Your Defaults Could Be Better

Published: Sat 23 May 2020

In software.

My Emacs configuration is 655 lines.

This means a few things:

  • I need to add 11 more.
  • Emacs is amazingly configurable and programmable [1]
  • Emacs could really stand to have some of these as defaults.

What do I mean by that last thing?

Well, see for yourself. Here's emacs as it ships, out of the box:

The default emacs look

There is one word for that colorscheme, and it's ugly. It's legendarily ugly, enough so that it is known as "angry fruit salad".

Now. What if we changed that? What if the default Emacs colorscheme was... you know... acceptable?
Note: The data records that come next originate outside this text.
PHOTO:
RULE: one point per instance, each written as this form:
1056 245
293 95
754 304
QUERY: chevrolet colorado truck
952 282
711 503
It's not like there's a colorscheme that's perfect for all users, but it's definitely better than the current one.

Here's what that same file looks like with a different colorscheme and line-number display:

Emacs with the Cyberpunk colorscheme applied

Is that not nicer?

There is one change I always want to do on every single linux system I have access to, and that is changing the readline bindings for the up/down arrow.

By default they step through the history incrementally. Press up once for the last command, press again for the second-to-last, press again for the one before that, and so on. If you've entered something previously, it's overwritten by the command, it goes strictly chronologically.

There's an alternative binding called "history-search-backward" that does the same thing, iff the buffer is empty when you start. The magic happens when you've entered something, in which case it will step through the history, but only show entries that match what you have entered.

The beauty of this is that it does strictly more - if you want to step through the history, you can! Just have an empty buffer and press up! If you want to search, you can! Just enter what you want, and press up!

Is that not nicer? [2]

Most software has defaults that just accumulated over time. Features were introduced, and disabled by default. Configuration variables were added, and set to a certain default. Everyone is afraid of changing the defaults because it might alienate people who like the current defaults, and it's always easy to tell people that "it's configurable".

There are other ways to go about this. There are some projects to provide better defaults, like "vim-sensible" [3]. Of course that means people have to know about them and configure them. That works for some, personally I'd rather just install emacs and not have to do anything to not get angry fruit salad. [4]

What I'm getting at is: There is a better way. We could just change the defaults. Of course it would be possible to change the wrong defaults, but that's just design.


[1]It ships with Tetris.
[2]Of course there's a bit of disclaimer needed here. I'm involved with the fish shell - which you might view as a competitor to bash, and that notably has a default like history-search-backward. I think the point stands - the default in readline is bad and should be changed.
[3]It's full of stuff like "show where the search string matches" and "enable syntax highlighting".
[4]I would of course still configure 50 other things - there are 650 other lines in my config, after all.